Arthrose ist keine genetische Erkrankung, aber es kann eine genetische Veranlagung geben, insbesondere bei Frauen. Wir wissen, dass die Arthrose-Anamnese in der unmittelbaren Familie das Arthrose-Risiko um 3 erhöht.

Andere allgemeine Risikofaktoren

  • Das Vorhandensein einer digitalen Osteoarthritis, die sich durch Bouchard- oder Heberden-Knötchen manifestiert, wird auch als ein Faktor anerkannt, der das Osteoarthritisrisiko um 3 erhöht.
  • Auch metabolische Gelenkanomalien wie Chondrokalzinose reduziert werden kann Colchicin .
  • Die spinale Hyperostose , eine degenerative arthritische Erkrankung, die hauptsächlich die Gelenke der Wirbelsäule betrifft, aber andere Stellen wie Ellbogen, Knie oder Ferse verzehnfacht das Risiko für Osteoarthritis.
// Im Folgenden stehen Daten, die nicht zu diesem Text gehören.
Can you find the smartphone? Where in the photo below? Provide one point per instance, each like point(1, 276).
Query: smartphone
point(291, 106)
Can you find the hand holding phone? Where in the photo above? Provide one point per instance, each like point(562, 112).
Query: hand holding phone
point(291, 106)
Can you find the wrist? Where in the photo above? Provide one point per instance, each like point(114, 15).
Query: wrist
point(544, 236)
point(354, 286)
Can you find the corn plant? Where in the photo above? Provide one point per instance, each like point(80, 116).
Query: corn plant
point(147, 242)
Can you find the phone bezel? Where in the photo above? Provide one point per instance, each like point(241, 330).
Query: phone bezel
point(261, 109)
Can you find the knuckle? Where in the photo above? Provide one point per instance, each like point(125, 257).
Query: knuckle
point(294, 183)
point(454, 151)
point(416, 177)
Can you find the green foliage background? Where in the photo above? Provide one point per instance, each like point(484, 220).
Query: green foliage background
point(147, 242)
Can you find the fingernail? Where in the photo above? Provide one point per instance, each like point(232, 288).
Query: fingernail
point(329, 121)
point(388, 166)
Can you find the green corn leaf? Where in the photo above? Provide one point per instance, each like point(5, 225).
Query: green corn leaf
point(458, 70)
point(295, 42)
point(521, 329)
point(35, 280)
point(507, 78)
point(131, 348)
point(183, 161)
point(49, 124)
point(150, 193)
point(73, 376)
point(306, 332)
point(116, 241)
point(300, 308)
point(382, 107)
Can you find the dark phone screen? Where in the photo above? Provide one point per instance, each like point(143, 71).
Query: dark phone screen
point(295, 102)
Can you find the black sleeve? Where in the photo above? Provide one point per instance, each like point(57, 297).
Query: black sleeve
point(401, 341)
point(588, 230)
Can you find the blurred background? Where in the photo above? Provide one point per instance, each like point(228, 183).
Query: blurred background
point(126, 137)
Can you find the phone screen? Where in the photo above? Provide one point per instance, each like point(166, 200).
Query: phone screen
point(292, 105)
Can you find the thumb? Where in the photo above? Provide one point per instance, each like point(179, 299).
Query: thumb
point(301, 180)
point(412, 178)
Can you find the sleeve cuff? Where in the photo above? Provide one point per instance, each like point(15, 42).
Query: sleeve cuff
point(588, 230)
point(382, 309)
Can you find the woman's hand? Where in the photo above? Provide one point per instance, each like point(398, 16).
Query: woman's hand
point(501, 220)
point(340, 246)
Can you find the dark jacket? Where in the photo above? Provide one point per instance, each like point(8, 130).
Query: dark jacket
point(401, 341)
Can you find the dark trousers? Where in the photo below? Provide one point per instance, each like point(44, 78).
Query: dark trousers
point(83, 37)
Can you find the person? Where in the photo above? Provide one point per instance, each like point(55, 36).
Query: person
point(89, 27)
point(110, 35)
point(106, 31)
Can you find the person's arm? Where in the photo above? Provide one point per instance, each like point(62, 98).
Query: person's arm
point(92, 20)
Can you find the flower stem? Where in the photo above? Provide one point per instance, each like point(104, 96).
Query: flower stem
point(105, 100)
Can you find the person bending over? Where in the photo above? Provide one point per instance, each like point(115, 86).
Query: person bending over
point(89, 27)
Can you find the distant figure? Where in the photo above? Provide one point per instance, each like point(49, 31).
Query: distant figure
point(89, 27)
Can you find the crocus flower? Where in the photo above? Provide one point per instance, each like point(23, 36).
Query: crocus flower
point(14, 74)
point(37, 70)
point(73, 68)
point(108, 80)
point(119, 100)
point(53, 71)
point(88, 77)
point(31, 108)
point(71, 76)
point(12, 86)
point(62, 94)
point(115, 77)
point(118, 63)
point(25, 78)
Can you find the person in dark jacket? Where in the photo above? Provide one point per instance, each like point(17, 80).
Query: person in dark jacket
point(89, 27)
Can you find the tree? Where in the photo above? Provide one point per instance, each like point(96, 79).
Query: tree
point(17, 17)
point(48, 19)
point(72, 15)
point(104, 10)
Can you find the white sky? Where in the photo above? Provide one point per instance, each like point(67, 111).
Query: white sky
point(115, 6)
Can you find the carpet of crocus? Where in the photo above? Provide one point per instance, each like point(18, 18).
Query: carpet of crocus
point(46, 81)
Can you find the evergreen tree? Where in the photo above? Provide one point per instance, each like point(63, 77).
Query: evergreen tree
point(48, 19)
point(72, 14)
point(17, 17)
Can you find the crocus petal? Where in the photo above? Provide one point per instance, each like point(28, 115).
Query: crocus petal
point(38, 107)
Allgemeine mögliche oder wahrscheinliche Faktoren

Der Blutdruck (Hypertonie) wurde kürzlich als Risikofaktor genannt, aber für einige Experten könnte dieser Zusammenhang stattdessen auf das Vorhandensein eines Übergewichts oder eines metabolischen Syndroms zurückzuführen sein , das bei Bluthochdruck häufig vorkommt.

Bekannte und etablierte lokale Faktoren:

Gelenktrauma

Männer, die ein schweres Knietrauma erlitten haben (einschließlich Schäden an den Kreuzbändern), haben ein 5- bis 6-mal höheres Risiko, eine Arthrose zu entwickeln, als diejenigen, die das Trauma nicht hatten. Die Arthrose posttraumatische ist mittlerweile selten und macht nur 5 % der Fälle aus.

Bestimmte sportliche Aktivitäten

Sportarten, die die Gelenke immer wieder und intensiv belasten, können die Entstehung einer Arthrose begünstigen.

Anatomische Anomalien der Gelenke der unteren Gliedmaßen

Diese Anomalien, insbesondere Genu varum oder Genu valgum , verdreifachen das Risiko einer Kniearthrose. Andere anatomische Anomalien, insbesondere der Hüfte, werden ebenfalls als Risikofaktoren anerkannt.

Mögliche oder wahrscheinliche lokale Faktoren:

  • Auch das Tragen schwerer Lasten und bestimmte Positionen wie gebeugte Knie werden häufig als Risikofaktoren genannt, dies muss jedoch noch nachgewiesen werden.
  • Bestimmte berufliche Tätigkeiten mit sich wiederholenden Bewegungen können Faktoren sein, die eine Arthrose begünstigen. Das Tragen von hohen Absätzen kann eine Arthrose des Knies begünstigen.

Patienten mit Arthrose haben mindestens einen Risikofaktor

Fast alle Patienten mit Arthrose (99,7%) weisen unabhängig von der Arthroseform mindestens einen Risikofaktor auf. In den meisten Fällen stellen sie jedoch mehrere Risikofaktoren dar (durchschnittlich 2,7 Faktoren pro Patient).

Somit ist jedes Individuum anders und weist daher Risikofaktoren auf, die spezifisch sein können.

Interesse an der Identifizierung von Risikofaktoren bei Arthrose

Das Erkennen dieser Faktoren ist unerlässlich, um die Behandlung von Osteoarthritis, der häufigsten Gelenkerkrankung, zu optimieren.

Die Kenntnis dieser Risikofaktoren ermöglicht es dem Arzt, die Diagnose einer Arthrose durch die alleinige Befragung, die klinische Untersuchung und die Identifizierung dieser Risikofaktoren zu stellen, wodurch Röntgenaufnahmen entfallen, sofern die Bilder nicht mit den Bildern übereinstimmen Unbehagen des Patienten noch mit dem Entwicklungsstadium der Krankheit.

Das Interesse, diese Risikofaktoren zu erkennen, ist auch präventiv. Beispielsweise kann bei übergewichtigen Menschen im Alter von 30 Jahren eine Gewichtsabnahme von 5 bis 10 % das Risiko, im Alter von 50 Jahren an Kniearthrose zu erkranken, halbieren. Ebenso kann die Vorbeugung von Traumata beim Sportler das Risiko einer Arthrose verringern.

 

Aber das Interesse ist auch heilend. So reduziert ein Gewichtsverlust von 10 % bei adipösen Patienten mit Kniearthrose die Schmerzen um mehr als 25 % und erhöht die Kniefunktionalität.